Diavacs’ technology retrains DCs into DC regs by administering antisense oligodeoxynucleotides (AS-ODNs) against CD40, CD80, and CD86 – costimulatory proteins involved in the activation of T effector cells which attack beta cells. These DC regs adopt a restrained co-stimulatory ability and migrate to the pancreas and pancreatic lymph nodes (PLN) when injected into an abdominal region that is drained by those lymph nodes.

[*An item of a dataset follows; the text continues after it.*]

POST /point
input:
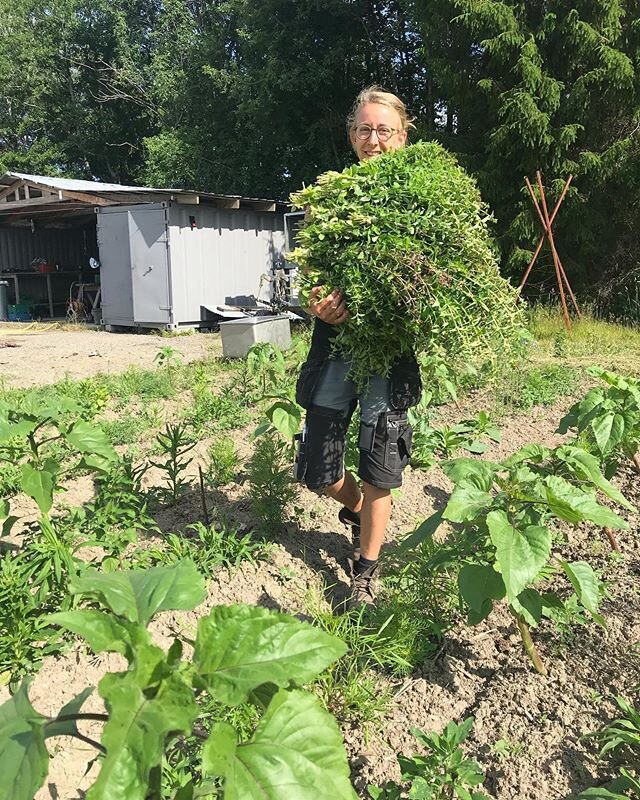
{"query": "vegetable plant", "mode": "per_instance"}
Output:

In the PLN, DC regs take up beta-cell antigens and adopt antigen specificity. The antigen-specific DC regs then regulate the immune response by 1) inducing T effector cell anergy and 2) increasing populations of regulatory cells that control the autoimmune response (specifically antigen-specific Foxp3+ T regulatory cells as well as B regulatory cells).
The Diavacs advantage
Given the significant unmet need of providing a better treatment alternative to patients with T1D, a number of products have been developed to modify the immune system to stop the autoimmune attack. Unfortunately, these approaches have been limited by inadequate effectiveness or systemic immunosuppression, which presents its own set of severe complications. Currently, there are a number of early-stage approaches for creating more beta cells in T1D patients, but these new beta cells must still be protected from the autoimmune attack that drives the disease.
DiaVacs potentially addresses the disadvantages of prior approaches by offering local antigen-specific immunosuppression, halting the pathogenic autoimmune response without compromising the body’s immune system, and complements emerging regenerative approaches by protecting newly created beta cells from autoimmune attack.